Un edificio-maestro de este tipo podría ser el Edificio 20 del MIT, un espacio construido en 1943 y destinado a durar “durante la duración de la guerra y seis meses después”. Según Paul Penfield, uno de la extraña mezcla de maestros y estudiantes asignados a una sala en él, el estatus “temporal” del Edificio 20 permitía a sus habitantes “abusarlo de maneras que no serían toleradas en un edificio permanente. Si querías pasar un cable de un laboratorio a otro, no pedías permiso a nadie, simplemente sacabas un destornillador y hacías un agujero en la pared”. Durante los siguientes 55 años, este “incubador mágico” fue donde Noam Chomsky desarrolló la lingüística moderna, Amar Bose realizó sus primeras investigaciones sobre altavoces y Rainer Weiss y su equipo construyeron el Explorador de Fondo Cósmico.

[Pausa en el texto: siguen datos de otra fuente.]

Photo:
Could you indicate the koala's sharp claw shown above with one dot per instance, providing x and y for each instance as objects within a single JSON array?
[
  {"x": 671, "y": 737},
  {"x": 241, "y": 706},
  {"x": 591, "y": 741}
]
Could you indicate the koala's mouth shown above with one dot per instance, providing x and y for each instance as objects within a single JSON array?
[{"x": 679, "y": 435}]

Entonces, ¿qué podrían enseñarnos nuestros edificios escolares sobre el mundo y nuestro papel en él? ¿Sobre lo que significa ser “un buen estudiante”? ¿Sobre para qué es la escuela y para quién es? Rob Riordan, Presidente Emérito de la Escuela de Graduados de Educación High Tech High, cree que los mejores edificios escolares “cuentan historias sobre el trabajo y el aprendizaje que se está llevando a cabo y también hacen una gran declaración sobre quién es el dueño del espacio, de quién es la casa”. Imagina una escuela que se sienta como solían ser los motores de automóvil: levantas el capó y ves las piezas sin una cubierta suave que oculte los cables. La lógica de cómo encajan las cosas, las razones por las que funcionan o no, están justo frente a ti, desafiándote a descifrarlas. Imagina un edificio escolar que enseñe a sus estudiantes a ver la forma en que las cosas son como nada más que la forma en que fueron hechas, la última y mejor solución desarrollada hasta ahora, a un problema que alguien como tú siempre podría resolver mejor.